Ingredients
- 1 (16 ounce) package angel hair pasta
- 3 tablespoons butter, divided
- 3 tablespoons extra-virgin olive oil, divided
- 5 cloves garlic, minced, or to taste
- ¼ teaspoon salt, or more to taste
- 1 medium zucchini, halved lengthwise and sliced
- 1 medium yellow squash, halved lengthwise and sliced
- ¾ cup chopped shishito peppers
- 1 pinch red pepper flakes
- 2 pounds small shrimp, peeled and deveined
- ½ cup frozen green peas
- ¼ cup grated Parmesan cheese, or to taste
Why This Recipe Is A Must Try
Practical Cooking Tips
- Cook the shrimp just until pink to prevent them from becoming tough and rubbery.

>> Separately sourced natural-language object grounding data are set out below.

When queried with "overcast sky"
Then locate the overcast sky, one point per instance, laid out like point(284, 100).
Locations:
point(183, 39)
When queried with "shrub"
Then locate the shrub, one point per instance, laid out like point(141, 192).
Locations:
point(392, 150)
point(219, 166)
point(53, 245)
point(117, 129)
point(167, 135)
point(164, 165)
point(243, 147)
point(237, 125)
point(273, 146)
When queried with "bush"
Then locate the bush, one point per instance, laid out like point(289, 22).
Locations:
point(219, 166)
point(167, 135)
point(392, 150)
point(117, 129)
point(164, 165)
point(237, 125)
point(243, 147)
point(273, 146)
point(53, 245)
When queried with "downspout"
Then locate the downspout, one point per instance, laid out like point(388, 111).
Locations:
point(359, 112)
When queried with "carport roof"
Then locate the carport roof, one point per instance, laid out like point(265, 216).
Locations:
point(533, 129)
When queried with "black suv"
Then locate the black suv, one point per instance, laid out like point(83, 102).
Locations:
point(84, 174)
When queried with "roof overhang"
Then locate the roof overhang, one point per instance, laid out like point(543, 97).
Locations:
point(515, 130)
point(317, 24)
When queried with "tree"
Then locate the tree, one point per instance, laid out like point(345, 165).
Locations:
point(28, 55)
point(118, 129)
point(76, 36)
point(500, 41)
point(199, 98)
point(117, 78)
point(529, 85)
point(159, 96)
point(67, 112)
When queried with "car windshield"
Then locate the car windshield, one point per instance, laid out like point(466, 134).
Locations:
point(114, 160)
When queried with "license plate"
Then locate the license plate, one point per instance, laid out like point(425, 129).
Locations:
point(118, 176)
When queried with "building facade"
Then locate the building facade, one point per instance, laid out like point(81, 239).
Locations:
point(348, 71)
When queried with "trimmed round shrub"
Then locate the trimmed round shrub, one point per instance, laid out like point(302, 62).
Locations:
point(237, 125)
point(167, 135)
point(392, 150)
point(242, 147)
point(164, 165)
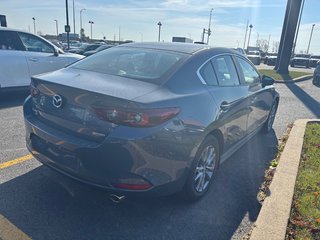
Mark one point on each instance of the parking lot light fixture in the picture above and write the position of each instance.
(34, 25)
(310, 38)
(159, 24)
(57, 27)
(249, 36)
(83, 9)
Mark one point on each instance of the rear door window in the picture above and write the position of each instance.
(226, 71)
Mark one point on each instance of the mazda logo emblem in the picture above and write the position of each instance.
(57, 101)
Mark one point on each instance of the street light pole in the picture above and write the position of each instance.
(249, 36)
(209, 30)
(310, 38)
(159, 24)
(245, 36)
(57, 27)
(83, 9)
(91, 22)
(34, 25)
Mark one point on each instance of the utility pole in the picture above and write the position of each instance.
(310, 38)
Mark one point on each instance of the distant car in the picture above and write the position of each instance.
(300, 60)
(240, 50)
(254, 57)
(152, 118)
(314, 59)
(271, 59)
(102, 47)
(84, 48)
(316, 74)
(23, 55)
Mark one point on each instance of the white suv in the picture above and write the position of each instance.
(23, 55)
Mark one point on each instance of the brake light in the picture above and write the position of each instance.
(136, 117)
(34, 91)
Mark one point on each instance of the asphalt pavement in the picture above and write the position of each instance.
(46, 205)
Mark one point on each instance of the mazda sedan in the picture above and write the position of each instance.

- Sear the shishito peppers on high heat to get a nice blistered texture and smoky taste.
Step 1
Bring a large pot of salted water to a boil. Cook the angel hair pasta just a minute or so less than the package suggests—about 3 to 4 minutes—so it stays nice and tender. Before draining, scoop out about a quarter cup of the pasta water and set it aside. Drain the pasta and put it back into the pot.
Step 2
In a large skillet, melt 1 1/2 tablespoons of butter along with the same amount of olive oil over medium-low heat. Add the garlic and a pinch of salt, cooking until it smells fragrant but doesn’t brown, about a minute. Toss in the zucchini, yellow squash, shishito peppers, and some red pepper flakes, then sauté until the veggies start to soften, around 3 to 5 minutes.
Step 3
Push the veggies to the edges of the skillet and add the remaining butter and olive oil in the center. Turn the heat up to medium. Once the butter melts, add the shrimp right in the middle and scatter the peas around the edges. Cook the shrimp for 2 to 3 minutes, tossing occasionally, until they’re just pink and cooked through. Then stir everything together.
Step 4
Pour in the reserved pasta water and let it bubble gently for a few minutes to bring everything together. Take the skillet off the heat.
Step 5
Finally, add the pasta back into the skillet and give it a gentle toss with the shrimp and veggies. Taste and add a little more salt if needed, then finish with a sprinkle of Parmesan cheese. Serve warm and enjoy!